After the release of K2.6, one of the most influential newsletters in the AI field, Latent Space, placed Kimi as the leader of Chinese open-source model labs after DeepSeek’s silence. A few days later, with the release of V4, the overseas developer community quickly compared V4, K2.6, and GLM 5.1 in terms of parameters, pricing, context length, and Agent capabilities.

Chinese models showcased at NVIDIA’s GTC 2026 for demonstrating next-generation chip inference performance are these two.

In the overseas developer community, Kimi and DeepSeek are increasingly being included in the same discussions about Chinese open-source models.

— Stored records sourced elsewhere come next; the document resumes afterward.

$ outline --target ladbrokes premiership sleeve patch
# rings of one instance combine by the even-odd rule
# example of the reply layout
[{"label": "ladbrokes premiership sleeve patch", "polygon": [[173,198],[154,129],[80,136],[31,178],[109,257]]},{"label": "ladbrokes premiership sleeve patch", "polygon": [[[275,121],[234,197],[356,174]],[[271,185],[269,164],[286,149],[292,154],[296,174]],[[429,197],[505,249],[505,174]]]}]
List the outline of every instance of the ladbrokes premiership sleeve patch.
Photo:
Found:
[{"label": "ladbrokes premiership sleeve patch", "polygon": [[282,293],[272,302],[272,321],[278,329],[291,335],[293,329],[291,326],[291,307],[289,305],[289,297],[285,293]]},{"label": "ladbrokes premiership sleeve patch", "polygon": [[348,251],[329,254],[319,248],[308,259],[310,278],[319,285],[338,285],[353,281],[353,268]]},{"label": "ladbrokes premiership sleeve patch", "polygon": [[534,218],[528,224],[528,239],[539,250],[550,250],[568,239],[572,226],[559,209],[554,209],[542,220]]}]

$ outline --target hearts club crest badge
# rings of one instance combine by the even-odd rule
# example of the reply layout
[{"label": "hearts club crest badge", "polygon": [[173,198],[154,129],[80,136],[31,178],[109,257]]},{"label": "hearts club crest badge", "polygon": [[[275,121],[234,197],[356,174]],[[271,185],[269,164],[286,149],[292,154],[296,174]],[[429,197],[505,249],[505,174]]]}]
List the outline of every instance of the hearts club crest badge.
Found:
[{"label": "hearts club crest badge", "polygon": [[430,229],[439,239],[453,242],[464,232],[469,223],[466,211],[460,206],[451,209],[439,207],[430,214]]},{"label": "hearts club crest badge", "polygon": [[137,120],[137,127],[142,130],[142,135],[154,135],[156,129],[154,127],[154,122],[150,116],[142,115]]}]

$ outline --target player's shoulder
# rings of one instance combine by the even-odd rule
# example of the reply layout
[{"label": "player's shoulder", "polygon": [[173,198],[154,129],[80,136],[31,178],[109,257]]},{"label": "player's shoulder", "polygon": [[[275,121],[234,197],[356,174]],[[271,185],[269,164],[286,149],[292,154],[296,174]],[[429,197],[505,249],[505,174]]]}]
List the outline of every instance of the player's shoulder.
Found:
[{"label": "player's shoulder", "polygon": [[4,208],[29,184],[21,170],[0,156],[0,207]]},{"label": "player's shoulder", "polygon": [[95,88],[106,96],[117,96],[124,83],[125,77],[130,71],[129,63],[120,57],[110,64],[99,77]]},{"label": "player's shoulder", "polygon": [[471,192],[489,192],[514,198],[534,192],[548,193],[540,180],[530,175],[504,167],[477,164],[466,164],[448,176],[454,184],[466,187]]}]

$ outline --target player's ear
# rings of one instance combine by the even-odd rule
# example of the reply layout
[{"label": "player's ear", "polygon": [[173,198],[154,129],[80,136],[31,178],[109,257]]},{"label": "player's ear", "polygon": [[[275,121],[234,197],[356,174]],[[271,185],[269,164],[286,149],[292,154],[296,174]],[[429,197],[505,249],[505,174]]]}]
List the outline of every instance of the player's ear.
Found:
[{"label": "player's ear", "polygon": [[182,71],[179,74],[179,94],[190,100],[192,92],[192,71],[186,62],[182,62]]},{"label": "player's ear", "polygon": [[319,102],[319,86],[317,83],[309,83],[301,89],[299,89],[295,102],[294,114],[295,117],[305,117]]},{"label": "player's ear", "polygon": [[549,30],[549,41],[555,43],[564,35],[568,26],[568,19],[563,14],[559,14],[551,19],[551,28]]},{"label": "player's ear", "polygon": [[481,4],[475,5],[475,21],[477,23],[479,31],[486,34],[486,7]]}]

They Are Not Colliding with Each Other

This situation has made the relationship between DeepSeek and Kimi somewhat delicate. They are undoubtedly competitors, but in the broader model ecosystem, they are jointly elevating the visibility of Chinese open-source models.

The pressure they exert on closed-source models does not come from a single benchmark but from slower, foundational variables like cost, deployability, open-source weights, and the speed of technological diffusion.

So, did Kimi intentionally collide with DeepSeek?

Most likely not. Developing trillion-parameter MoE models, modifying long-context attention mechanisms, optimizing training efficiency, adapting to domestic chips, and genuinely opening up their models are not mere “options” but “necessary paths.”

Both companies are diligently working on foundational technologies and have chosen to place key advancements in the public domain, leading them to meet repeatedly at the same crossroads.

It’s not that they are too in sync; it’s that the road is too narrow.

As for the next “collision,” it is likely already on the way. If I’m not mistaken, Kimi’s approach to synchronizing text and visual capabilities in large models will inspire more Chinese open-source pure text models to develop “eyes” and see a broader, larger world.